What’s in a name? When it’s announcing a series about the Ku Klux Klan, plenty.
On Friday A&E announced a title change for its planned documentary series “Generation KKK,” which has provoked a media firestorm weeks before its premiere. It is now called “Escaping the KKK: A Documentary Series Exposing Hate in America” which, according to a network press release, “better reflects our longstanding intention and the content itself.”
As noted in previous coverage of the series, the intended mission of the eight-part “Escaping the KKK” is one of anti-racist activism, focusing in part on mothers and children of Klan families who want to extricate themselves from the organization.
“Escaping the KKK” also traces the activities of three anti-racist activists, Daryle Lamont Jenkins, Arno Michaelis and Bryon Widner, whose work leads them to confront the patriarchs of these families in an effort to persuade them to leave the Klan or prevent their children from being indoctrinated into joining.

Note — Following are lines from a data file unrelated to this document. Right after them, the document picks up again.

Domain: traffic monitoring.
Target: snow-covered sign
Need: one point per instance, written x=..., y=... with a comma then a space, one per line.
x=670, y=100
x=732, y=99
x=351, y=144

In addition to changing its title, A&E has also partnered with African American civil rights organization Color of Change, building on its previous partnership with the nation’s largest Jewish civil rights organization, the Anti-Defamation League. As part of this new partnership, “Escaping the KKK” will now feature in-show content between segments, which will be provided by civil rights leaders, to grant context to the images within the each episode. A&E is also producing a town hall discussion “to facilitate deeper dialogue about ending hate in America,” according to the press release.
The show’s initial announcement earlier this week led to passionate criticism on Twitter, including from actors Ellen Pompeo, Jesse Williams and Wendell Pierce.
An A&E representative confirmed to Salon that as of now there are no plans to edit the existing episodes, which feature Steven Howard, the imperial wizard of the North Mississippi White Knights and former Iraq vet turned Klansman Chris Buckley, as well as a teenager, Cody Hutt, who is being courted by a neighbor who is a Klansman. However, he did not rule out possible edits in the future, noting that discussions about the series are ongoing.
Another motivation behind A&E’s title change is to clarify that “Escaping the KKK” is a serious documentary series, created with the same gravitas as the channel’s recent addition “Leah Remini: Scientology and the Aftermath.”
“We are glad to have some of the country’s leading civil rights organizations, including the ADL, Color of Change and others as partners in this effort, and look forward to working together to impact hate in America,” said Rob Sharenow, executive vice president and general manager of A&E and Lifetime, in the press release, later adding, “[The] goal is to expose and combat racism and hatred in all its forms and we appreciate the valuable feedback we have received.”
“Escaping the KKK: A Documentary Series Exposing Hate in America” is currently scheduled to premiere on A&E at 10 p.m. on Tuesday, January 10.